Smart glasses — the Holy Grail for augmented reality — are still five to 10 years away. Before we get there, 5G will arrive, but it is not expected to provide as big a bump in spending as previous cellular generations.
The views expressed at last week’s Industry Strategy Symposiumlet a little of the air out of hopes for the two emerging markets.
Smart glasses will be “the next big compute platform replacing our smartphones…[but] it will take many significant silicon breakthroughs to make them a realty,” said Joe O’Keeffe who works on chip, display and sensor research at Oculus, the virtual reality headset maker owned by Facebook.
Someday such AR glasses will let users see virtual people and objects and provide services based on machine learning such as translating signs in a foreign language. “There will be a lot of gimmicks, toys and demos, but we are in the game of getting to an iPhone equivalent,” O’Keeffe said.
Smart glasses will need to track hand, head and eye movements and provide AI inferencing services in real time on milliwatt power budgets. They must perform computer vision and depth sensing tasks that cannot be done today in the form factor of smart glasses, he said.
The silicon for such jobs requires new process nodes, sub-threshold operation in complex SoCs, low power neural network accelerators and better chip stacking. Smart glasses also need new kinds of optics, displays and directional mics.
“The biggest challenge is how to get the user interaction model right — the equivalent of the mouse on the PC has not been invented yet for AR,” he said.
In a separate talk, a stock analyst warned that 5G cellular will probably generate a one-percent rise in wireless spending, compared to 3.5-percent increases that came with 3G and 4G. He attributed the shortfall to a basket of higher costs as well as shorter ranges for 5G links.
Overall, telecom equipment spending was down about 7 percent last year. Carriers who are “the buyers of 5G equipment are in a real financial pinch right now,” said James Faucette of Morgan Stanley.
The bandwidth of smartphone connections is on the rise, but data plan prices are falling on LTE today. Increasing the pinch, 5G will sport higher costs for backhaul, spectrum and base stations, he argued.

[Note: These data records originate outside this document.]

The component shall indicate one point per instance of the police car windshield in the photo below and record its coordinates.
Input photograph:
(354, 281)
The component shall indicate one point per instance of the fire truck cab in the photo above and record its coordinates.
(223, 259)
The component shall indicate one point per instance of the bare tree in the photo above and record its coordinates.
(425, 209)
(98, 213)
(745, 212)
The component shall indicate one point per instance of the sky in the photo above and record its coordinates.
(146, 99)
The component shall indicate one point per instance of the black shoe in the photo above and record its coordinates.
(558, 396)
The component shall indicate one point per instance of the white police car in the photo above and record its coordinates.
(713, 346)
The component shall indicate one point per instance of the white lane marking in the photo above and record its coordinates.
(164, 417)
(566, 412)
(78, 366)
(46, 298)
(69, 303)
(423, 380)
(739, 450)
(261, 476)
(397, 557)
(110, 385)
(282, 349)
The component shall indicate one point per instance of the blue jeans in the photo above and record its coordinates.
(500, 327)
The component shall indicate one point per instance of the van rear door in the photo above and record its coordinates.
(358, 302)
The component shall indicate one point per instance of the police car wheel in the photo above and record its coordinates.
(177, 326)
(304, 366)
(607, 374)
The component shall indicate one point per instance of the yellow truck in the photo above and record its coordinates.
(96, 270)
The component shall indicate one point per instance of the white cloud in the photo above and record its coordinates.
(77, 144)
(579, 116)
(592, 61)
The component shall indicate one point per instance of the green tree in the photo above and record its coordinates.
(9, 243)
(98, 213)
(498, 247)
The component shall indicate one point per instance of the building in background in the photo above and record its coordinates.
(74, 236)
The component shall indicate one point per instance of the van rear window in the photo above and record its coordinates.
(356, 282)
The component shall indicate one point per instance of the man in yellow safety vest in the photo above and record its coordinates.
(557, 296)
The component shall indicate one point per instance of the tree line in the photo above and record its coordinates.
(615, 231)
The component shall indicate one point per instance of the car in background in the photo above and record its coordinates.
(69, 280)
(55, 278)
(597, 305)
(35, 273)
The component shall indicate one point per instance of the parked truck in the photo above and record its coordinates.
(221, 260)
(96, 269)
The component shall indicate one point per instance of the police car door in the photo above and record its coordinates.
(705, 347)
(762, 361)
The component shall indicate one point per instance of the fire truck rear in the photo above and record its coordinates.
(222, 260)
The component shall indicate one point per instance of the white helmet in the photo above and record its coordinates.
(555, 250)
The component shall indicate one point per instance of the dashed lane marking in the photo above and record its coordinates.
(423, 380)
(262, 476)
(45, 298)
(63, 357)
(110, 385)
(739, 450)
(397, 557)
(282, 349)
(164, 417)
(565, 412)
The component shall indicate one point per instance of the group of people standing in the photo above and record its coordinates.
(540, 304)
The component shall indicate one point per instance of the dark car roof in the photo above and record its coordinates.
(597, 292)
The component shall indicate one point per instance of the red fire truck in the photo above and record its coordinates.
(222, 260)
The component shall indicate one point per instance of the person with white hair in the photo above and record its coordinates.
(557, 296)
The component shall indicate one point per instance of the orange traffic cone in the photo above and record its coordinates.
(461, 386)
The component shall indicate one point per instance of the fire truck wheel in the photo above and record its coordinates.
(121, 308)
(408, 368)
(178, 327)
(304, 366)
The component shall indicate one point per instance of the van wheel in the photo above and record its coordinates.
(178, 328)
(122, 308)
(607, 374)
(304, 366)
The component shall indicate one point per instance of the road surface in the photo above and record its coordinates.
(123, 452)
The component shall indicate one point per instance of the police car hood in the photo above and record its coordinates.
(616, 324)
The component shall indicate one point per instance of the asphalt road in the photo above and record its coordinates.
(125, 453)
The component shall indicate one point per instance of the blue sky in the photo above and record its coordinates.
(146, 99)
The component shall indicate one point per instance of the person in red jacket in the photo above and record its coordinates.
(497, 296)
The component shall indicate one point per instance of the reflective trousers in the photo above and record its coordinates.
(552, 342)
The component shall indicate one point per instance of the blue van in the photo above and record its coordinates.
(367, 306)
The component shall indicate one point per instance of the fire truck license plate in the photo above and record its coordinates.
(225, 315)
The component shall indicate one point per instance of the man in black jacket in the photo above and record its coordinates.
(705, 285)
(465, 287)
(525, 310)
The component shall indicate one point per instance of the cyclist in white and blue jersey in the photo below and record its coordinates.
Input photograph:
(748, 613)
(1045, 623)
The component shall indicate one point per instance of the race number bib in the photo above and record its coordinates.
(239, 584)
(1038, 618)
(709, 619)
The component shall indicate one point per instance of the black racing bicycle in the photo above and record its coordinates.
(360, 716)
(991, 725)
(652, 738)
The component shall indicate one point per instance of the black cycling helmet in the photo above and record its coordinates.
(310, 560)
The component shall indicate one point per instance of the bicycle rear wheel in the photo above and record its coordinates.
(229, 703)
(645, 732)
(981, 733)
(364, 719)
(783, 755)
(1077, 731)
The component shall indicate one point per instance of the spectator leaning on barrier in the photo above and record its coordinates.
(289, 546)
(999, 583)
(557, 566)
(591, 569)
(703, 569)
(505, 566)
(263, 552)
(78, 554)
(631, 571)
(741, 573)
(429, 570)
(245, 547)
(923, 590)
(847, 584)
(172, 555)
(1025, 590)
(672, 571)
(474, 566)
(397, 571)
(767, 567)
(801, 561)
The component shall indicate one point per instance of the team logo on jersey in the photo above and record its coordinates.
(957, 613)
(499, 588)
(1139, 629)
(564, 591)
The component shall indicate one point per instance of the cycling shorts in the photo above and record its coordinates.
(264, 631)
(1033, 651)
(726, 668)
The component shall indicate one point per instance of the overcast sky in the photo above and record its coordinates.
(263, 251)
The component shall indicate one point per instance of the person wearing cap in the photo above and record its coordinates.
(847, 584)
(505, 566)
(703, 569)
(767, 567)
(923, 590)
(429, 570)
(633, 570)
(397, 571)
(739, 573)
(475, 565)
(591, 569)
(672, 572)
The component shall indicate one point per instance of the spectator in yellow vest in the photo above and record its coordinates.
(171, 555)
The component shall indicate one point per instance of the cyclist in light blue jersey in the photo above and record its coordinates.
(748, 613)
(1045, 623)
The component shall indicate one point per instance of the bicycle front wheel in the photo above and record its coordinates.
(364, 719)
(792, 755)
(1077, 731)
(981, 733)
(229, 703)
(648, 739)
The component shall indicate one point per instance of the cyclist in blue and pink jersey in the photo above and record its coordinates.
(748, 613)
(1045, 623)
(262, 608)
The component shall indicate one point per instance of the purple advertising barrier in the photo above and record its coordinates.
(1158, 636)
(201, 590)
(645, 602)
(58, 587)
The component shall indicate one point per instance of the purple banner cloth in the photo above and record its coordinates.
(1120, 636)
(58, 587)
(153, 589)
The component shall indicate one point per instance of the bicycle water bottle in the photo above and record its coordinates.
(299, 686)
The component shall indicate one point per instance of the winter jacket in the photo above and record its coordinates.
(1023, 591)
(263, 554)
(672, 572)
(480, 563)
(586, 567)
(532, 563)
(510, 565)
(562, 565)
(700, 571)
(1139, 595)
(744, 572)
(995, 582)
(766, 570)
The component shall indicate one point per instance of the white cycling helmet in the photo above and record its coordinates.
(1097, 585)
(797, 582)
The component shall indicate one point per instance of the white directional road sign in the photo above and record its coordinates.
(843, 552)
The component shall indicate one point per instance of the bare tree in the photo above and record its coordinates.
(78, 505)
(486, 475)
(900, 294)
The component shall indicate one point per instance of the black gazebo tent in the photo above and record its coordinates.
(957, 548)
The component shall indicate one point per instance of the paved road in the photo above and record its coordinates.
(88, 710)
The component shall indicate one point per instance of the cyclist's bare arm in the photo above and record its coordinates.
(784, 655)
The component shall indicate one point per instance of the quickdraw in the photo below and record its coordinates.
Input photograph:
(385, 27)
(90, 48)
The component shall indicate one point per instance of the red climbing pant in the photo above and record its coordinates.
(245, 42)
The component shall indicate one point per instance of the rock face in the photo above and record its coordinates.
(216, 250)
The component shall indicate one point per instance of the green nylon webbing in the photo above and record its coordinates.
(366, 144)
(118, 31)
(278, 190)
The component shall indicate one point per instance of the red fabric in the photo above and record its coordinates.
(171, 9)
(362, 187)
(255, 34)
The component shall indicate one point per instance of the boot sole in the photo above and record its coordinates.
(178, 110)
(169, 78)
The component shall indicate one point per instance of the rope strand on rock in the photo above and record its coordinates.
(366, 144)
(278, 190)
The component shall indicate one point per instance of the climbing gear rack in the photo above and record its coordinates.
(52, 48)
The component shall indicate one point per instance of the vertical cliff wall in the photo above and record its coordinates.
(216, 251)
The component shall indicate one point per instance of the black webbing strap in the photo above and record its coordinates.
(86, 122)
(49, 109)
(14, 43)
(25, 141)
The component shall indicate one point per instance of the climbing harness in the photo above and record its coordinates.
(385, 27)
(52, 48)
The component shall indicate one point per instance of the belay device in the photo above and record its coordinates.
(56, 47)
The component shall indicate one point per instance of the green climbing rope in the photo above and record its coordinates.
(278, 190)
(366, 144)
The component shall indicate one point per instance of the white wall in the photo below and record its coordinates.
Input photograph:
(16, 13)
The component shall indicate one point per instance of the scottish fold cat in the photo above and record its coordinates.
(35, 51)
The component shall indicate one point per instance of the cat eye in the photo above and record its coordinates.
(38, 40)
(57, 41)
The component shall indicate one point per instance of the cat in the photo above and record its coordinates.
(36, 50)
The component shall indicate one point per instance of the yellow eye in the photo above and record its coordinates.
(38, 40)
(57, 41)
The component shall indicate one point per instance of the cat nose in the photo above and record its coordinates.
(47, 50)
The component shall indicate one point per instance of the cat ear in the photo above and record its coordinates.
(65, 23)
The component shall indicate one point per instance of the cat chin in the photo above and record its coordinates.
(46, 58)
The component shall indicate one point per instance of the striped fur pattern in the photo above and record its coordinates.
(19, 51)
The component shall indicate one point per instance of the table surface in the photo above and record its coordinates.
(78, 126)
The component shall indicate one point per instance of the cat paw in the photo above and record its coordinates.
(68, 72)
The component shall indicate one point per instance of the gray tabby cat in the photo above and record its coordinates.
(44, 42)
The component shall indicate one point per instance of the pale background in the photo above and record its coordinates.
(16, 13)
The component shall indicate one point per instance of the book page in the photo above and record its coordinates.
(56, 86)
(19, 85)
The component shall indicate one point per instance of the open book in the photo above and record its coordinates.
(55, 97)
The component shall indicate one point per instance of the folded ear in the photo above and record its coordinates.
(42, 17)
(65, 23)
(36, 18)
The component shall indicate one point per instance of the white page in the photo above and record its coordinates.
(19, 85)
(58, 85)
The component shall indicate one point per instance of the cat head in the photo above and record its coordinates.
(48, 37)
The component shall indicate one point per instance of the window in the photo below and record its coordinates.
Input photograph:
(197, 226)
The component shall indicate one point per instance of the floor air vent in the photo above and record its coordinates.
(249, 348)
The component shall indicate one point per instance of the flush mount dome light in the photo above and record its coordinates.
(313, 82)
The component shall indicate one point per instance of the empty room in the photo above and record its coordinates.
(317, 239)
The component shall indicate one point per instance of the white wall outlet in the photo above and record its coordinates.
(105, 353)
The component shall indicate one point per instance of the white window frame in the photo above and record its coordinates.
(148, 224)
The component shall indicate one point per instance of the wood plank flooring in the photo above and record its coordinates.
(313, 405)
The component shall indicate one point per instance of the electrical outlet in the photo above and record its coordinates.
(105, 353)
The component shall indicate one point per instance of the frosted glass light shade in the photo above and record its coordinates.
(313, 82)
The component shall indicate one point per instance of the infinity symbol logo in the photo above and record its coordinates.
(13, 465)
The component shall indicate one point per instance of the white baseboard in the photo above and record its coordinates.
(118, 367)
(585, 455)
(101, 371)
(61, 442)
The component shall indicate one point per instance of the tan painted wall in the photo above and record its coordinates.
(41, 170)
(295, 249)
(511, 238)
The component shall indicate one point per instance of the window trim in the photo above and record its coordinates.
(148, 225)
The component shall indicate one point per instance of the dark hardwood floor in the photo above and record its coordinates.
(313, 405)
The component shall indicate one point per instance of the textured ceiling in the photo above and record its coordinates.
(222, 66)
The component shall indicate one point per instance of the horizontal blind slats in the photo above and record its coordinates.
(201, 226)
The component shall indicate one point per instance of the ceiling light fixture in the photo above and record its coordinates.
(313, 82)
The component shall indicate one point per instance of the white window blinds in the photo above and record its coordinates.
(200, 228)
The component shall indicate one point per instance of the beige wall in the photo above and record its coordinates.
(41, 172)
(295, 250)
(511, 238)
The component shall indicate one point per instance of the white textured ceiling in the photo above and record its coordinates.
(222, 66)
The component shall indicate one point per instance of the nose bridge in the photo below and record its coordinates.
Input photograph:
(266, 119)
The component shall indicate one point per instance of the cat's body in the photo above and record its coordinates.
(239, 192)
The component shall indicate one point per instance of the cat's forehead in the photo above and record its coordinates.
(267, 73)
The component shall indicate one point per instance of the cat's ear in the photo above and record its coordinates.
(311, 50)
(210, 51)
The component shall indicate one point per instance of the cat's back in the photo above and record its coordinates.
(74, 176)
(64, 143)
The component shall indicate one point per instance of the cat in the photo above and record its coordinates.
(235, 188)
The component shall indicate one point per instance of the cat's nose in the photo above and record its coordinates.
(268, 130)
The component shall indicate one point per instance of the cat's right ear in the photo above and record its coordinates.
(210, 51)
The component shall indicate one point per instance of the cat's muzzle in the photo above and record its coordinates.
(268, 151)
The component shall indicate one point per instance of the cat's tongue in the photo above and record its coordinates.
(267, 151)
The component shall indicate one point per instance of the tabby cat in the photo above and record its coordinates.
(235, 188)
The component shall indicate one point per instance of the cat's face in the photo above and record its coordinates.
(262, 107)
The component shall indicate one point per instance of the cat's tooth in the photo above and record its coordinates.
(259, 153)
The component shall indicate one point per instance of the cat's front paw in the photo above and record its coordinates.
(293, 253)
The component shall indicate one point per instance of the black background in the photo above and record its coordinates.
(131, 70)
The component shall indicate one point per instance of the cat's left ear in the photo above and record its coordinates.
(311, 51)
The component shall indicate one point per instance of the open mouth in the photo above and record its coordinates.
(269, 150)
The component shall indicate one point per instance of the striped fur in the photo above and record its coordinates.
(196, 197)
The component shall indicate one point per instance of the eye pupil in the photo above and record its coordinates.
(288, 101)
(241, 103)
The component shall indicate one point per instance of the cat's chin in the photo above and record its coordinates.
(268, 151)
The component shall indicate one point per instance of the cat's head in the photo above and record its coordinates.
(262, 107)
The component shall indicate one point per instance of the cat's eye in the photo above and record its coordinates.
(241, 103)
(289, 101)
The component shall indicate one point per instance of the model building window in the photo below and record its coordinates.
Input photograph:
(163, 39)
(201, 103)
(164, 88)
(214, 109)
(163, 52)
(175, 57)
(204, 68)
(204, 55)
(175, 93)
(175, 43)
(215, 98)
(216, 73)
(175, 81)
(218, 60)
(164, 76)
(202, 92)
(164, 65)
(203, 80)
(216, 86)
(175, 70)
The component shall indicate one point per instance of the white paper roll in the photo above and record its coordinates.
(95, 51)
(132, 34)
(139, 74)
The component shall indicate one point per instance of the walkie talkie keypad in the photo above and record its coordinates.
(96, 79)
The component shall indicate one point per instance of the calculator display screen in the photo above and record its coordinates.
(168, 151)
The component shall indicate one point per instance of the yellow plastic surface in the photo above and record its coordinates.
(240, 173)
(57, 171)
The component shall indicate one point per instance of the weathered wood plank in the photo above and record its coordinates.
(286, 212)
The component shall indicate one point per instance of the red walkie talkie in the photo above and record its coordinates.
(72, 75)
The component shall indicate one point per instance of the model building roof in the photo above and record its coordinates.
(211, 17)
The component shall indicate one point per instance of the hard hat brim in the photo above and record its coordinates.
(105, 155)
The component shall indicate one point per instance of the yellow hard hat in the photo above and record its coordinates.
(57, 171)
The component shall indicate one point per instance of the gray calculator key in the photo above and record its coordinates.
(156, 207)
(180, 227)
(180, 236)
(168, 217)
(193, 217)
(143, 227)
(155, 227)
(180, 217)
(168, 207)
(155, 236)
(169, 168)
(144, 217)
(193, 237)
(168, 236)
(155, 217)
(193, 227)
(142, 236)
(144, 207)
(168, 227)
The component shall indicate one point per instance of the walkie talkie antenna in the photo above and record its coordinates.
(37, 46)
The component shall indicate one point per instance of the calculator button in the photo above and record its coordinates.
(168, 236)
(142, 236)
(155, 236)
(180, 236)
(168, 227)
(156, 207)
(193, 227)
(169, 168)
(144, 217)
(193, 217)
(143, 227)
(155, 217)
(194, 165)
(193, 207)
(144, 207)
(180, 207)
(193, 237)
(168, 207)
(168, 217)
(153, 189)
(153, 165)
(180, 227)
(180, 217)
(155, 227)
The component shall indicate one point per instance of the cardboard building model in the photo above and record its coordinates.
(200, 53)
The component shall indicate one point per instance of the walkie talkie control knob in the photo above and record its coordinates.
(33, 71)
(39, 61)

Although a single 5G base station should cost less than an LTE system, carriers will need more of the 5G versions. That’s because they will generally have shorter range, and carriers will need to deploy high numbers of small cells to support high data rates promised for urban environments. In addition, costs and challenges for finding new base stations sites are on the rise, Faucette noted.
In China, the government is expected to help ease problems finding spectrum and sites for 5G towers. In the U.S., fixed wireless networks for last mile access to the home is the best opportunity for 5G, he said.